Berikut adalah penjelasan lengkap mengenai asal-usul, fungsi, serta cara pembuatan karpet dan permadani.

1. Asal-Usul

  • Asal-Usul Permadani Kuno: Permadani tertua di dunia yang pernah ditemukan adalah Karpet Pazyryk, yang diperkirakan berasal dari abad ke-5 SM. Karpet ini ditemukan terawetkan dalam es di sebuah makam pangeran Scythian di Pegunungan Altai, Siberia. Teknik tenunannya yang sangat halus menunjukkan bahwa seni membuat permadani sudah berkembang jauh sebelum abad tersebut.
  • Budaya Nomaden: Karpet awalnya diciptakan oleh suku-suku nomaden (penggembala yang berpindah-pindah) di wilayah Asia Tengah dan Timur Tengah (Persia/Iran, Turki, Mongolia). Mereka memanfaatkan bulu domba atau kambing yang mereka ternak untuk dipintal menjadi benang dan ditenun menjadi alas tenda agar hangat dari dinginnya gurun dan gunung di malam hari.
  • Perkembangan Jalur Sutra: Melalui Jalur Sutra, permadani Persia yang terkenal dengan motif rumit dan warna alamnya mulai diekspor ke seluruh dunia, termasuk ke istana-istana kerajaan di Eropa dan Asia, menjadikannya barang mewah penanda kasta bangsawan.
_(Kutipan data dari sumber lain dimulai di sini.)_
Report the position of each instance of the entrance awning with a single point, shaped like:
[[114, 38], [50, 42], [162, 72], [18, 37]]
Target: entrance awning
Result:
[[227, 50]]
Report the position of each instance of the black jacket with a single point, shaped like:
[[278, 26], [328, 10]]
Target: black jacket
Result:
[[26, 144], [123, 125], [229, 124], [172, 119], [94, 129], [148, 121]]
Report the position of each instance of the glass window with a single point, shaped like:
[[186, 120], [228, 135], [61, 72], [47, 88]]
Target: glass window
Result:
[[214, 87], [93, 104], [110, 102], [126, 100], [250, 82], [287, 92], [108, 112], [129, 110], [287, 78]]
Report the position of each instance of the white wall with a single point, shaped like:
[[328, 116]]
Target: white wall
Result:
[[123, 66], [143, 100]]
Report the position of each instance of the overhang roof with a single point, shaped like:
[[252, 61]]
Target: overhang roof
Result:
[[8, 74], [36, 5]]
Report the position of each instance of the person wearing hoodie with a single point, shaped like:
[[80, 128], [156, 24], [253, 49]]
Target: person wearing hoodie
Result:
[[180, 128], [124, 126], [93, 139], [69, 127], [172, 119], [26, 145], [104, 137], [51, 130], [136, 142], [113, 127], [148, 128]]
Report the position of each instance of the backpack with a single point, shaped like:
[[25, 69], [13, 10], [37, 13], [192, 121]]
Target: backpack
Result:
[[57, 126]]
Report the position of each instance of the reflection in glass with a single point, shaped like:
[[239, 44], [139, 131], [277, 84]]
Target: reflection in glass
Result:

2. Penjelasan dan Perbedaan Istilah

Secara umum di Indonesia, kedua istilah ini sering disamakan, namun ada sedikit pergeseran makna:

  • Karpet: Cenderung merujuk pada penutup lantai tekstil yang berukuran sangat luas, bahkan bisa menutupi seluruh permukaan lantai ruangan (dari dinding ke dinding), dan biasanya diproduksi massal oleh mesin modern.
  • Permadani: Lebih merujuk pada karpet rajutan tangan (handmade) yang memiliki motif seni yang khas (seperti motif Timur Tengah atau klasik), berukuran tertentu, dan biasanya diletakkan sebagai aksen dekorasi di atas lantai.

Fungsi

  • Isolasi Termal: Menjaga suhu ruangan tetap hangat dengan menahan dingin yang merambat dari lantai (khususnya lantai marmer atau ubin).
  • Peredam Suara (Acoustic): Menyerap gema dan suara langkah kaki, sehingga ruangan terasa lebih tenang dan privat.
  • Estetika & Zona Ruangan: Memberikan sentuhan warna, tekstur, dan kemewahan pada desain interior, sekaligus mempertegas batas suatu area (misalnya area ruang tamu).
  • Kenyamanan & Keamanan: Menyediakan alas yang empuk untuk duduk santai di lantai serta meminimalisir risiko cedera jika anak-anak terjatuh.

3. Cara Pembuatan

Proses pembuatan karpet dibagi menjadi dua metode utama: tradisional (rajut tangan) dan modern (pabrikan).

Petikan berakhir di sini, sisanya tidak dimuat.